Dr Al Jaber held bilateral meetings with ministers from India, Indonesia, Japan, Canada, France, Germany, the UK, and the US, emphasising the need for more climate finance to enable a just energy transition in emerging economies.
He said G7 nations need to deliver a new deal on climate finance to help accelerate climate action in the race to limit temperature rises to 1.5°C above pre-industrial levels, as set out in the 2015 Paris Agreement.
“We must make a fairer deal for the global south. Not enough is getting to the people and places that need it most,” Dr Al Jaber said.
Developed countries first need to follow through on the $100 billion pledge they made to developing countries over a decade ago, he added.
“On top of that, the world needs to triple the amount of money by 2030 that is available for clean tech investment, adaptation finance and a just energy transition in emerging and developing countries," Dr Al Jaber said.
“The fact is that climate finance is nowhere near available, affordable or accessible enough.
“We need fundamental reform of international financial institutions to achieve both climate and development goals.”
He said the world is at risk of missing the mark on the Paris Agreement and overshooting climate targets.
“We need to triple renewable capacity by 2030 and increase it six-fold by 2040.
“We need smart government regulation to incentivise and commercialise viable alternatives for high-emitting sectors, like hydrogen and carbon capture technologies.

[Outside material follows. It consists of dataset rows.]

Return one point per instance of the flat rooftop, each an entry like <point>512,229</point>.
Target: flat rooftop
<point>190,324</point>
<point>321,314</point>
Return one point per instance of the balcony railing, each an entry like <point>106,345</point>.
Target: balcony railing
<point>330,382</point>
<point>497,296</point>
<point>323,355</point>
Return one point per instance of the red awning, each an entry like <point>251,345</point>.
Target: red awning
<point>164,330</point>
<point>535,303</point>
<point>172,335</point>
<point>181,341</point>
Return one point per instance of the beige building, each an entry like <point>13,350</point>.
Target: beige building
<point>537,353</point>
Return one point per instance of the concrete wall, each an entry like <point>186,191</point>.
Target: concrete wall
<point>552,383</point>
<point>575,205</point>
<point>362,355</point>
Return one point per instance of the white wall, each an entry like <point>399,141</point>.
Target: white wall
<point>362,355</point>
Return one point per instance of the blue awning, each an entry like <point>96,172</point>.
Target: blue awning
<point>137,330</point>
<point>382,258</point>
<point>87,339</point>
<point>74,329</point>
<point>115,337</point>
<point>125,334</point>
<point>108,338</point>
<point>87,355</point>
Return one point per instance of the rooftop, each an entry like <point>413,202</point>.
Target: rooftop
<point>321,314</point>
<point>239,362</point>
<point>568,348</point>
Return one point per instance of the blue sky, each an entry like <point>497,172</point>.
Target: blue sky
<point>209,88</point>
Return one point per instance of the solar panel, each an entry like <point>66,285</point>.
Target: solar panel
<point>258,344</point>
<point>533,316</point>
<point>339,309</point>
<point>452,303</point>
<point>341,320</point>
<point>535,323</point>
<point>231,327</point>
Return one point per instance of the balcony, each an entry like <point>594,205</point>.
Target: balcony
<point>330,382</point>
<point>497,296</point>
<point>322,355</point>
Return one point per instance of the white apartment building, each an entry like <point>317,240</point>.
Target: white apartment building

“And we need to continue to make the energies the world relies on today as low carbon intensive as possible, ensuring energy security is maintained during a well-managed transition.”
Dr Al Jaber, who travelled to Japan after attending the World Bank’s Spring Meetings in Washington, said international financial institutions reform are needed to deliver on the $100 billion promised to developing countries.
On Friday, he met Japan’s Prime Minister, Fumio Kishida, and Yoshimasa Hayashi, Minister of Foreign Affairs, for discussions on climate action.
During the meetings, Dr Al Jaber spoke about the importance of building on the strategic partnership between the UAE and Japan and the two nations’ bilateral commitment to accelerating the energy transition, ahead of Cop28.
The UAE and Japan have agreed to accelerate the uptake of decarbonisation technologies, products, systems, services and infrastructure. The agreement is aimed at reducing emissions and contributing to the two countries' climate commitments under the Paris Agreement.
Dr Al Jaber said Japan has played an important role in advancing climate action through the establishment of the Kyoto Protocol, the first international treaty to set legally binding targets to cut greenhouse gas emissions, in 1997.
“The Kyoto Protocol represents a historic landmark in the international fight against climate change — the awakening of the need for global climate action,” he said.
“Now, Cop28 in the UAE must deliver that action. The Global Stocktake will show just how far off course we are on global progress, and we will need to respond with a plan of action that is inclusive, ambitious and bold.”